Kahneman señala en su famoso ensayo Pensar rápido, pensar despacio que los seres humanos, por esos sesgos que se han adherido a nuestra conciencia animal, tendemos a ser dicotómicos. Eso explica no solo que la polarización está en nuestro propio ADN, sino que, además, hay pocas personas con capacidad suficiente para ver la escala de grises que enriquece el blanco y el negro.

Desde la década de los noventa, por ejemplo, se suele distinguir en el seno del pensamiento político a aquellos que abogan por la comunidad de los que son férreos defensores del individualismo. Tomadas las cosas en su radicalidad, a nadie se le escapa lo reductivas que son ambas propuestas. Es tan obsceno, por ejemplo, pensar que el que apela a la naturaleza social del hombre es un redomado socialista o colectivista como insinuar que hay un anarquista escondido en todo aquel que osa afirmar que somos esencialmente libres y únicos.

Como ocurre en el caso del blanco y el negro, a lo mejor aquí también la solución está en los matices. Aristóteles nos enseñó que algo nos falta cuando vagamos solos por la selva, lo cual es muy distinto a suponer que el colectivo debe primar o que los intereses individuales nunca se pueden anteponer a los comunes. Mucha de la perorata ideológica contemporánea se solucionaría si intentáramos llegar a un acuerdo, armonizando lo que individual y lo común.

“Como se ha consagrado la autonomía como valor moral supremo, el resto de nuestro equipaje axiológico se ha desvanecido”
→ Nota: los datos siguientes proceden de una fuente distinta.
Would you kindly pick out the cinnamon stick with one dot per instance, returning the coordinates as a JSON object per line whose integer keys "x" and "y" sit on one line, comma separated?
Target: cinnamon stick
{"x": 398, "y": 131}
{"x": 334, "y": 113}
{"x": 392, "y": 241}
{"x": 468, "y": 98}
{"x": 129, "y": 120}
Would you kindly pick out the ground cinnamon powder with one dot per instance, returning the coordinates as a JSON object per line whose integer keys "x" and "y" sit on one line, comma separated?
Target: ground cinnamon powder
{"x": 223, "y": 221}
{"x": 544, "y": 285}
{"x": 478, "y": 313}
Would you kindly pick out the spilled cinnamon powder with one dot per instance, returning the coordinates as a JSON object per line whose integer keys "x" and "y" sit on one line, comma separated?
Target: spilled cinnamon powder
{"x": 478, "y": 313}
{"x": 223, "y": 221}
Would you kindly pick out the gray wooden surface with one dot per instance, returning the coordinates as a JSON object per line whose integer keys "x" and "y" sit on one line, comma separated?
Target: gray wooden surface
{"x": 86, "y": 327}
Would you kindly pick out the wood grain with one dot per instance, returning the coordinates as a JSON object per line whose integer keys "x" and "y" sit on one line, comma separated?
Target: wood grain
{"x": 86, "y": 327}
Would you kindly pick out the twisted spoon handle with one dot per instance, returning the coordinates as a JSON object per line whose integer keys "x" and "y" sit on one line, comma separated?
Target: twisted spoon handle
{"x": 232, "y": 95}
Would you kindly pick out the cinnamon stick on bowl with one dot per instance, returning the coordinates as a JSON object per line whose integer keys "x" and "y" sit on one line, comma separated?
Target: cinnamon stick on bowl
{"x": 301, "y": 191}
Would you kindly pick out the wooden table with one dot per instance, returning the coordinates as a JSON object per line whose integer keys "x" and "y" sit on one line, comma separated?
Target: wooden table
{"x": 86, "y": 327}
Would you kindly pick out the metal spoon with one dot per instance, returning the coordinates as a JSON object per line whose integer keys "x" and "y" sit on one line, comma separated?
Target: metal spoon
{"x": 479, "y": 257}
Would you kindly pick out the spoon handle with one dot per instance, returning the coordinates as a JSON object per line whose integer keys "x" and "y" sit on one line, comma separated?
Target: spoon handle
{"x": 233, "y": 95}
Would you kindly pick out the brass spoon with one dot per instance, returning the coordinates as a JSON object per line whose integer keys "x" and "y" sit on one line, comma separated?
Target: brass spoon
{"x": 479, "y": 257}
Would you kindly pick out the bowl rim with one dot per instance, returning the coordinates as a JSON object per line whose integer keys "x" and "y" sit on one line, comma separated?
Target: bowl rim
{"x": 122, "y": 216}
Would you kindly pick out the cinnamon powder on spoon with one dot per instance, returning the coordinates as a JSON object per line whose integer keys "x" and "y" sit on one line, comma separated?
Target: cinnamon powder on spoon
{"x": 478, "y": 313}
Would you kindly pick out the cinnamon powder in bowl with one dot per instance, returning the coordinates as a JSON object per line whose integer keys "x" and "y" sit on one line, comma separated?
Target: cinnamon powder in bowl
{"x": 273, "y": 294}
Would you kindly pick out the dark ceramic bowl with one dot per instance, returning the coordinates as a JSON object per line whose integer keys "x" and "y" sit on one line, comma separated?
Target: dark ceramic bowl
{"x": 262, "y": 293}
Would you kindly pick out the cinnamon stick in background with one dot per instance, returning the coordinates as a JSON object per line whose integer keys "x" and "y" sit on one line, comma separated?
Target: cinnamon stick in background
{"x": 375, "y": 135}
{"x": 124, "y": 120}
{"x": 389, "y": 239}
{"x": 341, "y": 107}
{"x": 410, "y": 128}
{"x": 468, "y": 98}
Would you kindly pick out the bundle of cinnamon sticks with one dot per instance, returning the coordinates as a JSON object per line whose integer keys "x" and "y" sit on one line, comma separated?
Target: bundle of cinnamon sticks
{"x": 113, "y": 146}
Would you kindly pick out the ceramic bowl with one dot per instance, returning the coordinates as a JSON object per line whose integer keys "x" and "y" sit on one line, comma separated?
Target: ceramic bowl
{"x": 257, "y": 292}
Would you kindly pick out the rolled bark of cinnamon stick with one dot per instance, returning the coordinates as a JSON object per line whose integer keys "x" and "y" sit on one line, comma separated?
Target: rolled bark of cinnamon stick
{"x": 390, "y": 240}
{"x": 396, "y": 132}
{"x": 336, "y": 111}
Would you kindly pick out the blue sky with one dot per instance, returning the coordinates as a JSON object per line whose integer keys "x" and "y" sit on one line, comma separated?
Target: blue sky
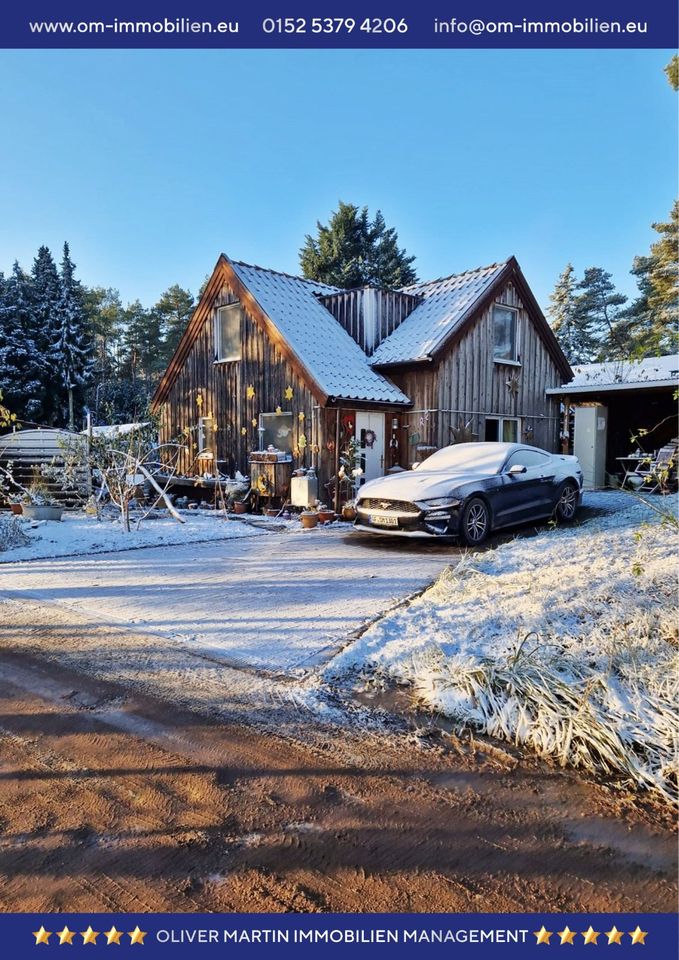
{"x": 152, "y": 163}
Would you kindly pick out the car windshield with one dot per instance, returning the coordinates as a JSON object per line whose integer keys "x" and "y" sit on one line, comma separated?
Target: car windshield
{"x": 467, "y": 456}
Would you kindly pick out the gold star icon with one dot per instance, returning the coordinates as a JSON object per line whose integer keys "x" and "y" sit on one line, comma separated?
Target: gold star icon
{"x": 90, "y": 936}
{"x": 66, "y": 936}
{"x": 614, "y": 935}
{"x": 566, "y": 935}
{"x": 638, "y": 935}
{"x": 113, "y": 936}
{"x": 137, "y": 936}
{"x": 542, "y": 935}
{"x": 42, "y": 936}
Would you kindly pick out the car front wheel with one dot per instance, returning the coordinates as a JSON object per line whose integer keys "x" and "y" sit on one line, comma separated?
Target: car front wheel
{"x": 567, "y": 504}
{"x": 474, "y": 522}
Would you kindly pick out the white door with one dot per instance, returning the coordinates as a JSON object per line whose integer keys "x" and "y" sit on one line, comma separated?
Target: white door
{"x": 370, "y": 437}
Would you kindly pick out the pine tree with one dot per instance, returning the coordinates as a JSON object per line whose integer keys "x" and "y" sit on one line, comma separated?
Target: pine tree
{"x": 174, "y": 309}
{"x": 21, "y": 366}
{"x": 562, "y": 315}
{"x": 353, "y": 251}
{"x": 73, "y": 342}
{"x": 597, "y": 312}
{"x": 45, "y": 299}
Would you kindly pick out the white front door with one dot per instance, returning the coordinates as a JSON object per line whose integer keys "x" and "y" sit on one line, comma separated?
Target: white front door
{"x": 370, "y": 437}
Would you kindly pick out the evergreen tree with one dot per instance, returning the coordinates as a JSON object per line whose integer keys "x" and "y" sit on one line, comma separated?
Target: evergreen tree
{"x": 21, "y": 367}
{"x": 142, "y": 345}
{"x": 46, "y": 299}
{"x": 74, "y": 344}
{"x": 353, "y": 251}
{"x": 597, "y": 312}
{"x": 174, "y": 309}
{"x": 561, "y": 312}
Al hilo del individualismo, se ha instalado en la opinión pública y científica un dogma: la autonomía. La cuestión alcanza lo grotesco, pues se entiende que el bien de la autonomía rechaza cualquier toma de postura cercana ante el otro. Eso afecta, por ejemplo, a la hora de pensar la discapacidad, pues se entiende que es condescendencia lo que simplemente es cuidar o cuidarse por el bien del otro.

El auge de la autonomía se remonta a Kant, quien habló de la capacidad de autodeterminación del ser humano. Claro que en él este rasgo tenía que ver con la razón y era solo autónomo, en verdad, quien llegara a esa mayoría de edad en que consistía la Ilustración. ¿Acaso hubiera pensado el de Königsberg en atribuir libre decisión al loco? Sea como fuere, haciendo caso omiso al autor de La crítica de la razón pura, desdeñando, pues, el vínculo entre autodeterminación y capacidad racional, quienes siguieron su estela se propusieron consagrar la autonomía de todo ser, con independencia de su madurez.

De otro modo, no se entiende la obstinación con que se reclama respeto por decisiones autónomas, por muy ridículas o irracionales que sean. Por ejemplo, se debe respetar con igual pulcritud a quien opta por la droga que a quien no lo hace. O no hay forma de justificar que alguien busque desterrar de la conciencia de otro su voluntad de poner fin a su vida. Los clásicos, que tenían mucho más sentido común que nosotros, se hubieran carcajeado porque es deber de todo ser racional aconsejar -al menos- al que coge la senda de la sinrazón. Eso es una muestra de generosidad.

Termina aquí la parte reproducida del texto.